May 4, 1927.
APPEAL from Eighth Judicial District Court, Lyon County; Clark J. Guild, Judge.
Frank P. Langan, for Appellant:
Fred L. Wood and Green Lunsford, for Respondent:
On authority of Black v. Black, 48 Nev. 220, court held certain testimony insufficient for granting divorce and stated that such ruling would dispose of motion thereon to strike. There was therefore no evidence on point and court erred in considering it on either desertion or cruelty.
That person is inclined to gossip does not impeach her truth or veracity. Question was as to reputation, though general reputation was not involved. Answer was not responsive.
It is hearsay for witness to say he "understood" accusations against person were not proven.
If any doubt exists, it must be resolved in favor of finding of lower court. Findings of lower court will not be disturbed if there is substantial evidence to support them. Black v. Black, 48 Nev. 220.
Counsel for plaintiff had right of searching examination of defendant as to whether her attitude toward her husband or the marital relation would frustrate purposes of union. Opposing counsel must make timely objection, not wait till he finds evidence unfavorable and then move to strike. 3 Jones on Evidence, 1967.
This is a suit for divorce. The complaint alleges two causes of action — desertion and cruelty. The answer denies the allegation of both causes of action and pleads an affirmative and recriminatory defense. During the taking of plaintiff's testimony in support of the charge of desertion an objection was made thereto. Later it was stricken on motion of counsel.
The court made specific findings in support of the allegations in the complaint charging cruelty, but found that the evidence did not support the charge of desertion. The court also found adversely to the defendant on her affirmative defense. Upon the findings thus made the court entered its decree in favor of the plaintiff.
The court also found that the plaintiff is a fit and proper person to have charge, care, and control of the minor children, and that the defendant is not such a person, and that the children refuse to live with the defendant.
In due time memorandum of errors was filed, and a motion for a new trial was made and denied. An appeal was taken from both the order denying the motion for a new trial and from the judgment.
Counsel for appellant frankly state that they rely, on this appeal, chiefly on the proposition that the evidence is insufficient to justify the decision and decree, basing this statement upon the contention that the recriminatory defense was sustained by the evidence.
The vital principles of law involved are settled by previous decisions of this court favorable to the views contended for by appellant, and nothing would be gained by a restatement of them here.
1. Certain of the rulings are complained of by appellant relative to admissions of portions of the testimony in evidence.

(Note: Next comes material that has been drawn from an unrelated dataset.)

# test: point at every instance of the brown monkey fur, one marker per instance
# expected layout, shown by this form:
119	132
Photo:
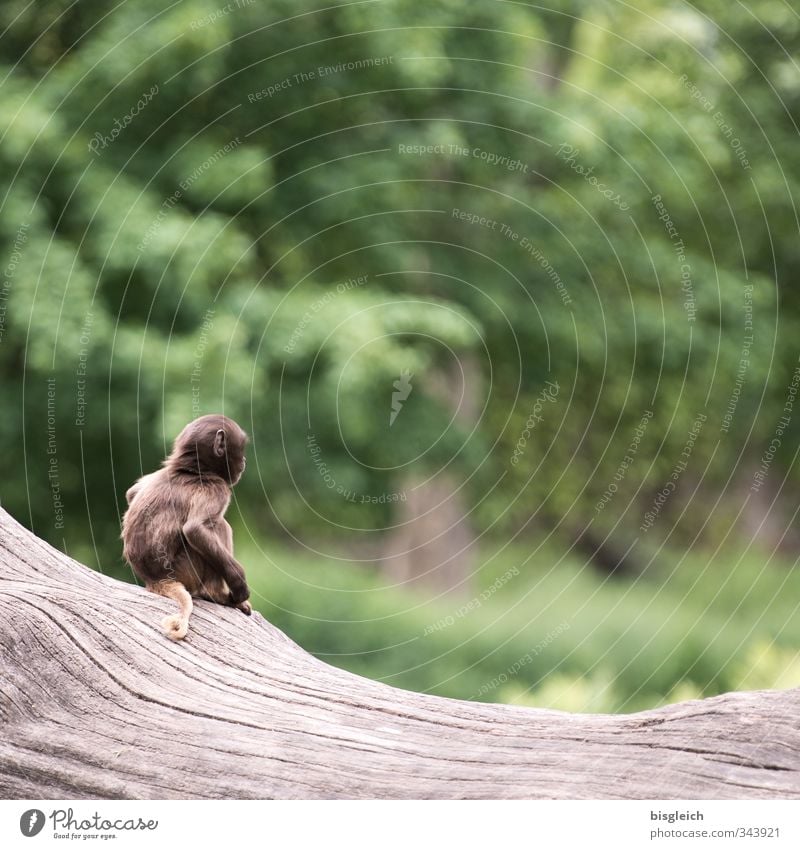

As to some of the evidence so admitted the court announced at the time that it had a doubt as to its worth, but would admit it and give it upon final consideration only such weight as it was entitled to receive. In making this statement the further statement of the court manifested a correct grasp of the principles of law involved. In such a situation, it would be highly improper to reverse the judgment. Whether the evidence was incompetent or not we think is immaterial, for the reason that the case having been tried to the court, it would be presumed that it was not considered in reaching a conclusion, in view of the statements made. Curtis v. Peterson (Ariz.) 251 P. 723; Peters v. Lohr, 35 S.D. 372, 152 N.W. 504.
2. It is further contended that the court erred in refusing to strike certain evidence. The evidence in question was received without objection. In view of the entire situation presented, we cannot say that the court erred in its ruling. Cohen v. Clark, 44 Mont. 151, 119 P. 777; Jones on Evidence (1896 ed.), sec. 898.
We do not deem it necessary to review the evidence in this case. It is a case in which the trial court was unusually favorably situated to determine the correct conclusion to be drawn, and no good would result from a statement of it.
There is one very remarkable thing about the case. The 15 year old son of the parties was called as a witness. He testified in behalf of the father, flatly contradicting the testimony of the defendant in several of her statements. Usually the son is inclined favorably to the mother. Counsel contends that the father sought to prejudice the boy against the mother. We find nothing in the record to justify this contention. The boy testified that his father had told him to visit his mother and to respect her. He said, however, that he had not visited her for months and had no desire to do so, this, too, in the face of the fact that her moral character is unimpeached and unquestioned.
3. We find no prejudicial error in the record in this case. The evidence being conflicting but sufficient to support the findings, we will not reverse the order and judgment. Black v. Black, 48 Nev. 220, 228 P. 889.
It is ordered that the judgment and decree be affirmed.